A ces pratiques, vient se greffer une autre forme de mendicité qui se propage insidieusement sous le prétexte d’organisation de « ndogu ». Cette jeunesse qui sans gêne tend la sébile à chaque coin de rue pour organiser des ndogus durant le Ramadan devient de plus en plus inquiétante. Celui qui ne s’assure même pas un emploi stable s’il s’impose le devoir de nourrir les autres en tirant les sonnettes peut facilement faire du fruit de sa collecte une source de revenus. Est-il besoin de rappeler que le plier le plus onéreux de l’Islam, le pèlerinage en l’occurrence, ne s’impose qu’exclusivement à ceux qui en ont les moyens?
A bien des égards, l’exploit de Moujtaba et Mame Diara nous édifie sur le fait que le Coran n’est l’apanage de personne. En effet s’il y avait une quelconque logique devant prévaloir dans le domaine de l’apprentissage ou de la maîtrise du Coran, les lauréats d’un tel concours (aussi sélectif et sérieux) devraient venir de la Mecque où le Coran fut révélé ou de l’Egypte où il fut lu. Dans une moindre mesure, on les situerait au Sénégal dans des foyers religieux traditionnels ou même ils porteraient d’autres patronymes. Rien de tout cela. Ils sont Diallo, Sène, Ngom, et s’imposent bien au-delà de nos frontières, à la communauté internationale. Ce qui veut dire que le « domaine », loin d’être réservé, est démocratiquement ouvert et accessible au plus offrant (effort) et au plus méritant. Ils ont le double mérite de faire rayonner le Sénégal à travers le monde et de sonner définitivement le glas de l’ère des Sharifu et de leurs suppôts flibustiers.

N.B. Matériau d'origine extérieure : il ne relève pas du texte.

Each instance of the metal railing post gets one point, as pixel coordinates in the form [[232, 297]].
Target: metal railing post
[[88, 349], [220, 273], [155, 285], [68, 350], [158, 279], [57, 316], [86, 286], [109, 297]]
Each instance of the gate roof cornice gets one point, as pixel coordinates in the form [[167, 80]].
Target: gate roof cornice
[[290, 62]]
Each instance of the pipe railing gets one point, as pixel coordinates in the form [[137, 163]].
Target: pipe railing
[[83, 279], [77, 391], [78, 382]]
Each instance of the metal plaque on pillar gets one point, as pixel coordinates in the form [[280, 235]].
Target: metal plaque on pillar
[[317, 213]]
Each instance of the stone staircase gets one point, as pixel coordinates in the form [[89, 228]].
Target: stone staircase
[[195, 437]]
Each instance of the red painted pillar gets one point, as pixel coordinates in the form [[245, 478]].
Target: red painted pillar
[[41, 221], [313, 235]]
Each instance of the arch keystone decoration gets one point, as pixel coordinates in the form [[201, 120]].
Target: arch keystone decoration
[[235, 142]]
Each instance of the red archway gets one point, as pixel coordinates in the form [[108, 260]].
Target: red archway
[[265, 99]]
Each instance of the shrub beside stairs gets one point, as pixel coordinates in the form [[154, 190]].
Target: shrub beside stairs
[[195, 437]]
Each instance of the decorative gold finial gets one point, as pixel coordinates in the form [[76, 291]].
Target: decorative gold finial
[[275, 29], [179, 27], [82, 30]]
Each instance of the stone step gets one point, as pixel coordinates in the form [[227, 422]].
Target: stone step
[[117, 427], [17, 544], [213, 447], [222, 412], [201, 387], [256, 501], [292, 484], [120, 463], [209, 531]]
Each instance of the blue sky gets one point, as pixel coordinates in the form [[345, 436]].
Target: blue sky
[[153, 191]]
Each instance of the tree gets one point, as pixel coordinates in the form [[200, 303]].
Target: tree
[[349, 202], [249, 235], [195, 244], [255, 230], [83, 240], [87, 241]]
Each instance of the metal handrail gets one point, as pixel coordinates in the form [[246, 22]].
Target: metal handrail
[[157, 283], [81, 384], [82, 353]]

A travers leurs performances, il convient d’apprécier et à juste raison le travail remarquable de leurs distingués encadreurs: MM. Habib Sy, Moustapha Ngom et Sokhna Aja Binta Thiaw. Ces efforts individuels qui ont fait la fierté de la nation entière doivent certes être salués, mais aussi positivement sanctionnés par un renforcement de leur structure de formation en moyens matériels, humains et financiers; eu égard au déficit de moyens criard qui est leur sort commun. Combien de Moujtaba en herbe seraient-ils sur l’étendue du territoire national? Nul ne saurait le dire. Probablement on les rencontre matin et soir entrain de quémander leur pitance et de rater leur vie. Ne vaudrait-il pas la peine de leur offrir leur chance? Davantage de considération à ces talents précoces et à ces centres d’incubation peut nous valoir des avancées notoires au plan national et des succès continus à l’échelle internationale. Aussi, mémoriser le Coran est une chose, avoir une maîtrise des disciplines permettant sa compréhension est un cheval d’une autre couleur. En tout état de cause ce produit est bien de chez nous, made in Sénégal. Bien entretenu (en assistant ces jeunes à parachever leur formation), on pourra s’en servir à souhait et, valablement l’exporter demain, au lieu de se contenter d’une médaille mondiale.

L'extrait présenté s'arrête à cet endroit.